Altaf may have had good reason to have taken refuge in the UK after the operations against the MQM in 1993, confident that the party’s activities in Pakistan would not have a bearing on both his safety and his ability to control the fierce party workers from afar. But then it was only going to be so if the spate of violence on the streets of Karachi did not come home to London. Dr Farooq’s murder transgressed the boundary and the MQM chief himself began to fall under the purview. Last week when the Metropolitan Police’s Counter Terrorism Command Unit searched Hussain’s North West London house for 55 hours and confiscated a number of important documents. The British police was investigating evidence that Dr Farooq’s murder was by members of his own party as he was known to be in discussions to break away and start his own political career.

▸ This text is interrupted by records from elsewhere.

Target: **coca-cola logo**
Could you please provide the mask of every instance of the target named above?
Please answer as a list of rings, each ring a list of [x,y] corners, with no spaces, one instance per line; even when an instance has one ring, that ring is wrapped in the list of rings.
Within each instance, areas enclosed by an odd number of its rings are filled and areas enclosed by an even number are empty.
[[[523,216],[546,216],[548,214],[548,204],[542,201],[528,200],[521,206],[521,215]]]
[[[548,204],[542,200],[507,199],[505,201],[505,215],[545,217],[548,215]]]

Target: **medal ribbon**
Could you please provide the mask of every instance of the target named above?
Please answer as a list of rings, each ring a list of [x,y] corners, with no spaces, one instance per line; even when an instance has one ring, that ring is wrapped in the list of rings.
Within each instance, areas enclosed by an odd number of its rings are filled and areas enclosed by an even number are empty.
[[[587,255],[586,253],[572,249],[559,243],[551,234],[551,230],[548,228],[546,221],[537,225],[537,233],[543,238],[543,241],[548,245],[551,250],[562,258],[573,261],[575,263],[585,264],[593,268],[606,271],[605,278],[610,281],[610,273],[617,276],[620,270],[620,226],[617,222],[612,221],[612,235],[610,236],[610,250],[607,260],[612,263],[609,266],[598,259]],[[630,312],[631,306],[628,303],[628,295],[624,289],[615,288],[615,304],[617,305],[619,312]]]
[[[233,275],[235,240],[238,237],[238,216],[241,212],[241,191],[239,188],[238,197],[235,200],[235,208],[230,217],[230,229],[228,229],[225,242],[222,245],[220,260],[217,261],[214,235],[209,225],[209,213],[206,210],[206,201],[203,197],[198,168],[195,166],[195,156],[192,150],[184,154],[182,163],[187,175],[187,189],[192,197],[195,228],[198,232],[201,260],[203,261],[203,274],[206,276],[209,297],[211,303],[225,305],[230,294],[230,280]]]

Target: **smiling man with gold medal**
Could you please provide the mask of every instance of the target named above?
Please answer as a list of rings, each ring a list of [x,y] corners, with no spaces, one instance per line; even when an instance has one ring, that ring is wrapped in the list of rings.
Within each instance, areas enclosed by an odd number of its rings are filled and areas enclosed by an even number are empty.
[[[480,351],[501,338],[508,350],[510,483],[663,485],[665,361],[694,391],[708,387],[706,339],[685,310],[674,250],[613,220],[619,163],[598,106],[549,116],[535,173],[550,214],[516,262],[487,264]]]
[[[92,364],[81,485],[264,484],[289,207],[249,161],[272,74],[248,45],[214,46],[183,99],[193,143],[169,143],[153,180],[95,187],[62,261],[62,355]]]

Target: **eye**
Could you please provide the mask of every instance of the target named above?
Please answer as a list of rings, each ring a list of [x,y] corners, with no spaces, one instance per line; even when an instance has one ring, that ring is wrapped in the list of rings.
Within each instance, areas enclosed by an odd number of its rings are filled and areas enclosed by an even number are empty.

Speaking to the MQM supporters at ‘90’ on telephone, Altaf said he was voluntarily relinquishing party leadership, a decision that shocked even those that do not support the party. He said the raid had questioned his “moral authority as a leader of millions” and he had to “voluntarily step down.” He said he would fight his case himself if a court of law took up the matter. However, those who thought the move was a gimmick got more credence when the MQM chief took back his resignation on Sunday morning, stating, ““I may not be the chief in the eyes of Britain, but I am the chief in the eyes of party workers.” For the raid in England, he appeared to blame the Pakistani establishment and himself demanded justice for Dr Farooq. The good thing is that Altaf Hussain appears to have realized the seriousness of the murder and has stated he is willing to defend himself in court. Hussain definitely knows how to respond when put in a corner and has shown that by resigning and taking back the resignation on the insistence of the MQM rank and file, his support in Pakistan is still intact. The question, however, is: if his party is not involved in Dr Farooq’s murder, why should the MQM chief fear the law taking its course?